The company’s AI characters are intended to “serve as true virtual companions and metaverse guides for users.” Image: Sensorium XR

Sensorium Galaxy is not the sole metaverse injecting gamified elements, including customizable avatars and social aspects, into virtually grown streaming events, further bearing out the existing and increasing crossover between the gaming and consumer metaverses.

“Gamers have already embraced digital content — aside from NFTs, at least outside of APAC — and when we consider the growth in live service games, including investments or acquisitions made by large players like Sony and Microsoft, these are likely the largest growth areas for the consumer metaverse,” says Michael Inouye, Principal Analyst with ABI Research. “We already refer to some game platforms like Roblox and Fortnite as part of the nascent metaverse.” Quite likely, he adds, the streaming of video content in virtual settings will gain stronger traction in gaming environments.

While gamers might represent a readymade audience, Sensorium Galaxy is hoping to reach across demographics to capture a broad audience. “We see our target audience as tech-savvy, open to new experiences, and curious about the whole metaverse concept. At the same time, Sensorium Galaxy is a product for adults,” says Tityanko. According to her, the channel has attracted more than 5 million views on YouTube. “Our metaverse streaming channel allows everyone to get a sneak peek into the metaverse, experience our next-gen parties, and learn what a full-fledged version of the metaverse would look like, without powerful VR headsets,” she adds.

Sensorium XR expects at least 10 to 20 percent of users to enter its metaverse via VR headsets — a small consumer uptake that might prove a barrier as the metaverse develops. Image: Sensorium XR

While users can access Sensorium Galaxy through a Web browser, Tityanko expects at least 10 to 20 percent of users tune in via VR headsets. These head-mounted displays (HMDs) might offer users the most out of immersive video, but for Inouye, remain of “comparatively poorer visual quality.” According to him,” This also applies to virtual screens in VR environments, where users can either occupy a shared space with friends or watch a movie in a virtual theater — these virtual screens typically don’t match the visual quality of a typical household TV set.”
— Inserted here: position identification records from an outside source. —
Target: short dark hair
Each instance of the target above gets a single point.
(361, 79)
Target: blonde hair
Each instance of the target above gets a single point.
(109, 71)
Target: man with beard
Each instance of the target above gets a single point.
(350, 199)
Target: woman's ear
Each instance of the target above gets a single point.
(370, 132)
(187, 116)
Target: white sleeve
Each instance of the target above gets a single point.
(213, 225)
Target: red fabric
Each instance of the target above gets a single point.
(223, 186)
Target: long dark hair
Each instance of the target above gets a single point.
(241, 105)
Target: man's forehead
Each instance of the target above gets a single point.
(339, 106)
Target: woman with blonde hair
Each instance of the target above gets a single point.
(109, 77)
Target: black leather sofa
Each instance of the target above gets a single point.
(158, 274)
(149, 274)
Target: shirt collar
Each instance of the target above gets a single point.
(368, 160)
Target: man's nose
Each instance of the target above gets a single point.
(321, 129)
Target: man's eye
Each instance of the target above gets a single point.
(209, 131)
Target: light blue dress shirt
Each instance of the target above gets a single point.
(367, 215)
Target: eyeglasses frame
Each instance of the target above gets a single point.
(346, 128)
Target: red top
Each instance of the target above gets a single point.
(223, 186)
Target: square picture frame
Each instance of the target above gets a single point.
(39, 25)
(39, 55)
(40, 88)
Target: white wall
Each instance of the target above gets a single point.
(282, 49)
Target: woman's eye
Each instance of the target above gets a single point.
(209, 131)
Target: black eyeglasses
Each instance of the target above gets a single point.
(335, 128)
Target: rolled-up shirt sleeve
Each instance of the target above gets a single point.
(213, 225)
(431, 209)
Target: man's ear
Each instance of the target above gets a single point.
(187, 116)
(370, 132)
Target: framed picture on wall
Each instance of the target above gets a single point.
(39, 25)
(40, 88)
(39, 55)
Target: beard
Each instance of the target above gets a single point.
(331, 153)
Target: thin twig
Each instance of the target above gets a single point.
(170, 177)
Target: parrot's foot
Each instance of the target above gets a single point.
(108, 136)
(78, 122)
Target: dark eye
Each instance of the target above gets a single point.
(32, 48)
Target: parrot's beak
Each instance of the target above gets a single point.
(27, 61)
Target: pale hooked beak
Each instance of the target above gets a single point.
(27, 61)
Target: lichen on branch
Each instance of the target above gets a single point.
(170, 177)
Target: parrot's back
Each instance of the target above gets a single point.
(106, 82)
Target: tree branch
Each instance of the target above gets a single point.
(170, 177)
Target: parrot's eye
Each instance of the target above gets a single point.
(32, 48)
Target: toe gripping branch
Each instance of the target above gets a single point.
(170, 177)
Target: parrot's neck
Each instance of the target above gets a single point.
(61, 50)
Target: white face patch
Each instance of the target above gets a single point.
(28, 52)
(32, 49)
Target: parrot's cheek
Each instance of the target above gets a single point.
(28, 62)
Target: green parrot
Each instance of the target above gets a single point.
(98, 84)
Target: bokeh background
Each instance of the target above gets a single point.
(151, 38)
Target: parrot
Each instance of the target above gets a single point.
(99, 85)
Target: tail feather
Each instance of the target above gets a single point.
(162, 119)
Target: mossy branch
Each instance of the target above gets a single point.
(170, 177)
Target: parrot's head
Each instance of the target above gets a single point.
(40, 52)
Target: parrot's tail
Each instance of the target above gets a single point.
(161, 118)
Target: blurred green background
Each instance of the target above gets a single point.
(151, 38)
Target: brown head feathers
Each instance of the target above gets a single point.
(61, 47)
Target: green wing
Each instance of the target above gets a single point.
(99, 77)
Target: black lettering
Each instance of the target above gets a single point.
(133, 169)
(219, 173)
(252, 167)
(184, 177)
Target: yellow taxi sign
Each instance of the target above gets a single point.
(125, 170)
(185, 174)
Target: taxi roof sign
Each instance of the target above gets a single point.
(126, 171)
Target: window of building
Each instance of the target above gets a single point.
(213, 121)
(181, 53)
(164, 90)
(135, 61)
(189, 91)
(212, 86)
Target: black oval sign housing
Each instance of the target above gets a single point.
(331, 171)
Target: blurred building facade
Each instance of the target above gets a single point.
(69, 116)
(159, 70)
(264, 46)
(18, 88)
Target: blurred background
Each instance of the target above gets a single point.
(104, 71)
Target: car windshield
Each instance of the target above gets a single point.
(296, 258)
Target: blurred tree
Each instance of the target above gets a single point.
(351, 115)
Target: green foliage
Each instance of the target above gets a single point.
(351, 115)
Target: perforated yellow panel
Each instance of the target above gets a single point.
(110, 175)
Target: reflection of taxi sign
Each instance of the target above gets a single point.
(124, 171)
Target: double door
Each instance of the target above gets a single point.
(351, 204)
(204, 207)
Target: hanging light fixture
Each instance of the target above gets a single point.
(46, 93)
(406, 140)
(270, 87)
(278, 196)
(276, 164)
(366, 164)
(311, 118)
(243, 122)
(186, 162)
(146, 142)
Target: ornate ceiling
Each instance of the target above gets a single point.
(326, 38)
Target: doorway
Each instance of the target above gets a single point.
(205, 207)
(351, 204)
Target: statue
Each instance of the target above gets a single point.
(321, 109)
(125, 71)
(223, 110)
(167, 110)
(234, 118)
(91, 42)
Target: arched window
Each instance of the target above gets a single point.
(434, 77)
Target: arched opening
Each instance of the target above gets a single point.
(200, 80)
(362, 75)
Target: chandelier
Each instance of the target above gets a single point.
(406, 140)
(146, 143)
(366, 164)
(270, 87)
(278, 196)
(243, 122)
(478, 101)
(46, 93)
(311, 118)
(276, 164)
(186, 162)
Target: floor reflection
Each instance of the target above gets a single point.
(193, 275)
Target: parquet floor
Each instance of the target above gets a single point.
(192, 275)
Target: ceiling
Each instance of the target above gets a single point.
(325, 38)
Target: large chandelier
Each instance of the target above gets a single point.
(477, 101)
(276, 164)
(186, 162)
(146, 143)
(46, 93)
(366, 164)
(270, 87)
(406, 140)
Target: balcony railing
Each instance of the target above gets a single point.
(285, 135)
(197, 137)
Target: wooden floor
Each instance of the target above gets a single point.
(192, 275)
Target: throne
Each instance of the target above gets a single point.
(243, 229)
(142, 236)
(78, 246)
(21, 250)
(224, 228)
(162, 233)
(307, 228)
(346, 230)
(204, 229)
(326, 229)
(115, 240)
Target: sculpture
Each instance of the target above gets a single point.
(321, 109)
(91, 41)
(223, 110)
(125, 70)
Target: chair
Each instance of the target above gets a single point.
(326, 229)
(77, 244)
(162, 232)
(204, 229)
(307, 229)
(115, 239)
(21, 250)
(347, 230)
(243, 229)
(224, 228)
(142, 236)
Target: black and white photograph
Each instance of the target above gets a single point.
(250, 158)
And even when these headsets are eventually developed to be able to deliver high resolutions, barriers might remain. “For example, usage would depend on the comfort and willingness — or ability — of users to wear HMDs,” says Inouye.

In between the hardware barrier and the need for greater consumer uptake, streaming events in the metaverse, like much of the Web3 space, remains a work in progress. According to Inouye, “The largest opportunities for streaming in the metaverse will come towards the latter part of a five-year window with the most transformative impacts likely coming in the 2030s.” In fact, “this gating factor,” he says, referring to the low quality of headset displays, “puts the largest streaming opportunities for the metaverse further out, likely beyond the five-year window for the largest market opportunities.”

However, he also notes, “Other streaming opportunities like cloud gaming will continue to grow as customers bundle services and these services reach new gamers. If we further extend the cloud angle to hybrid and pure cloud/edge computing, this is another area where streaming will play a role in the metaverse, especially to make devices less expensive and accessible.”